Tris-Cl ストック溶液の調製

本ガイドでは、実験室で使用する所定モル濃度のストック溶液の調製方法を説明します。

ストック溶液調製ガイド — Tris緩衝液(1 M, pH 7.2)

Tris(Tris(hydroxymethyl)aminomethane、Trizma/THAM)は、分子生物学と生化学で広く使われる 生物学的緩衝剤です。
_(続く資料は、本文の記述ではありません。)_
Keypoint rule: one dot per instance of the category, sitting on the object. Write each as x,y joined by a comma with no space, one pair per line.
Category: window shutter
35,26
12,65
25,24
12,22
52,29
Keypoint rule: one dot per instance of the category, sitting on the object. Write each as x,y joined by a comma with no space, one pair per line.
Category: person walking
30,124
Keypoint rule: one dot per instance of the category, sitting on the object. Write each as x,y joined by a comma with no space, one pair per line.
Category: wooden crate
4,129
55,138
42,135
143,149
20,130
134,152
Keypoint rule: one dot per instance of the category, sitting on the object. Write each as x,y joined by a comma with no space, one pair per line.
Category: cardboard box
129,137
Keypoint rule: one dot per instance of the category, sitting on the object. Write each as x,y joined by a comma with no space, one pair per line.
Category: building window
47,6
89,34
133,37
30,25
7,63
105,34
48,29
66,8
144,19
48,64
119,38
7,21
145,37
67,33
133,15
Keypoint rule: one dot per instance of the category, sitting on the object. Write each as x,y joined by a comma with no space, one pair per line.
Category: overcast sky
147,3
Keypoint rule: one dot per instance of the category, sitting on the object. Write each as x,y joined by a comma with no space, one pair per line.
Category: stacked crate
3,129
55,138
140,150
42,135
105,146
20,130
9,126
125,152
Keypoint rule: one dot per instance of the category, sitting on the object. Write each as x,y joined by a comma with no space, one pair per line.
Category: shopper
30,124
25 °CでのpKaは約8.08で、pH 7.2〜9.0の範囲で有効に緩衝します。 溶液pHは温度依存性が高いため、使用温度でpH調整してください。

化学情報

名称分子式分子量CAS
Tris BaseC₄H₁₁NO₃121.14 g/mol77-86-1

用途

  • pH 7.2–9.0での一般的な生物緩衝系
  • TAE、TBE、TEバッファーの調製

溶解性と取り扱い

  • Tris Baseは白色粉末で、水に容易に溶解します。
  • pHは温度変化で大きく動くため、実際の使用温度でpHを調整してください。

1 M Tris.Cl(pH 7.2)の調製

  1. Tris Base 121.14 gを秤量し、1 Lビーカーまたはフラスコへ移します。
  2. 脱イオン水 約800 mLを加え、攪拌して溶解します。
  3. 加温した場合は室温まで冷却し、温かい状態でpH調整しないでください。
  4. 濃塩酸(目安約45 mL)を少量ずつ加え、pH 7.2になるまで調整します。
  5. 1 Lメスシリンダーへ移し、脱イオン水で最終体積1000 mLに定容します。
  6. 無菌バッファーが必要な場合は、15 psiで20分オートクレーブ可能です。

保存と注意点

  • 1 M Tris.Cl pH 7.2は無色透明が正常で、黄変した場合は破棄してください。
  • 室温で数週間保存可能です。